Bash to import data - what could I be doing better


(Brian Dunbar) #1

I have log files from 8 apache servers from 2014 that I need imported into elasticsearch.

After much blood, sweat, and tears, this appears to be working. But I'd like to know if there is, perhaps, a better way of doing things.

Log files are in /var/log/muo-2014/$servername/yyyymmdd

The basic idea is the extend the do-while loop to add host app02, app03, and so forth, then call the function with the new variable.

in day_process function if-then is to avoid processing a non-existent file (some days, some servers were not online).

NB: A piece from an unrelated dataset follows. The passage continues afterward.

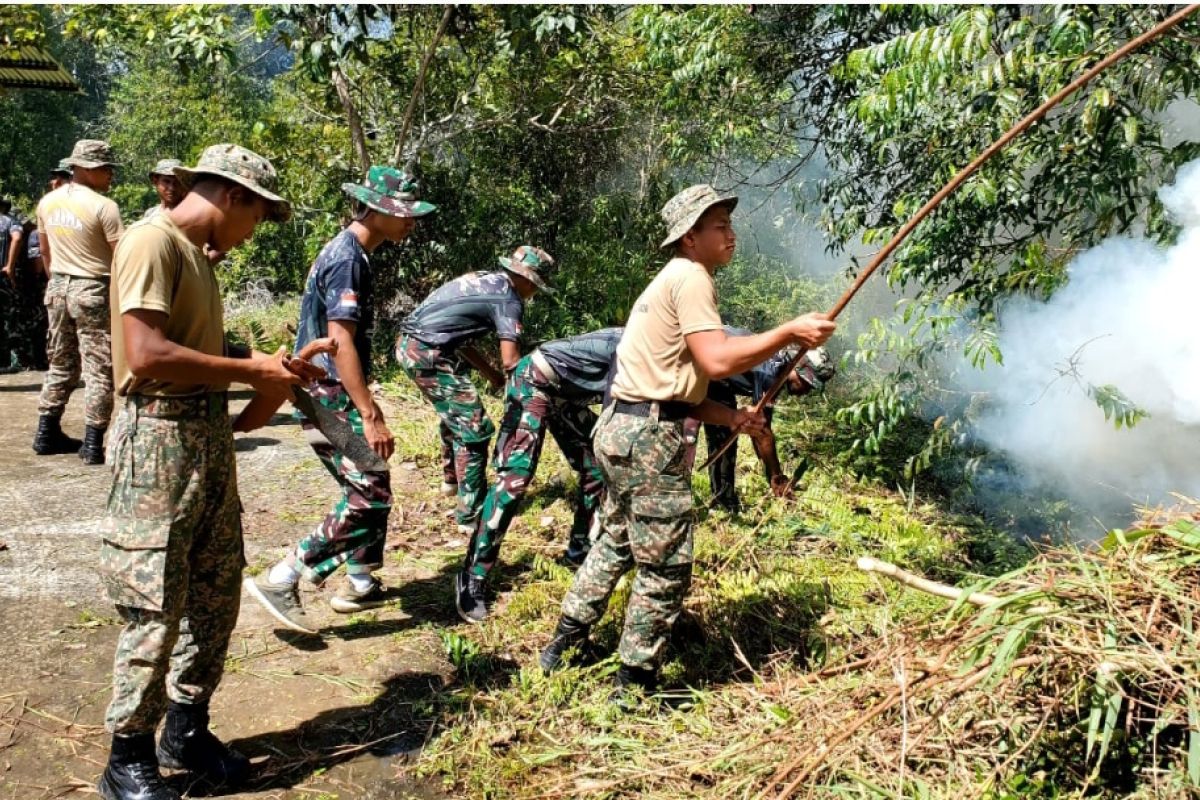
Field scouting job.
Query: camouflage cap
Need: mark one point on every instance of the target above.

logger lines to write the file size to syslog so I can track what's going on.

function day_process() {
    if [ -f /var/log/muo-2014/${HOST}/*${PROC_DATE}* ]
    then
        logger "Log Import start ${HOST}/${PROC_DATE}"
        logger "Log Import start ${HOST}/${PROC_DATE} File Size follows"
        find  /var/log/muo-2014/${HOST}/*${PROC_DATE}* -size +1000000c -print0 | du -c --files0-from=- | awk 'END{print $1}'
        find  /var/log/muo-2014/${HOST}/*${PROC_DATE}* -size +1000000c -print0 | du -ch --files0-from=- | awk 'END{print $1}'
        cat /var/log/muo-2014/${HOST}/*${PROC_DATE}* | /opt/logstash/bin/logstash -f /root/muo/fileimport.conf
        logger "Log Import End ${HOST}/${PROC_DATE}"
        sleep 1
    else
        echo "/var/log/muo-2014/${HOST}/*${PROC_DATE}* does not exist moving along"
    fi

}

echo "Starting APP01"
HOST=app01

DATE=2014-06-01
for i in {0..30}
do
    NEXT_DATE=$(date +%m-%d-%Y -d "$DATE + $i day")
    PROC_DATE=$(date +%Y%m%d -d "$DATE + $i day")
    day_process
    echo "echo next_date is $NEXT_DATE"
    echo "echo proc-date is $PROC_DATE"
done

(Mark Walkom) #2

Yes, use Logstash! It's just what is was made for.


(Brian Dunbar) #3

This is using logstash?

cat /var/log/muo-2014/logfile | /opt/logstash/bin/logstash

Or did you mean instead something like this?

import.conf

file {
    path => "/var/log/muo-2014/logfile"
}

I did try that but ran into the issue where it did not close (because it mimics 'tail -f', which left me confused about when to exit the process.


(Mark Walkom) #4

Use the cat method, that's fine.

(I initially misread your post sorry, was operating with reduced sleep yesterday)


(Brian Dunbar) #5

No worries: Been there, done that, got the t-shirt.


(system) #6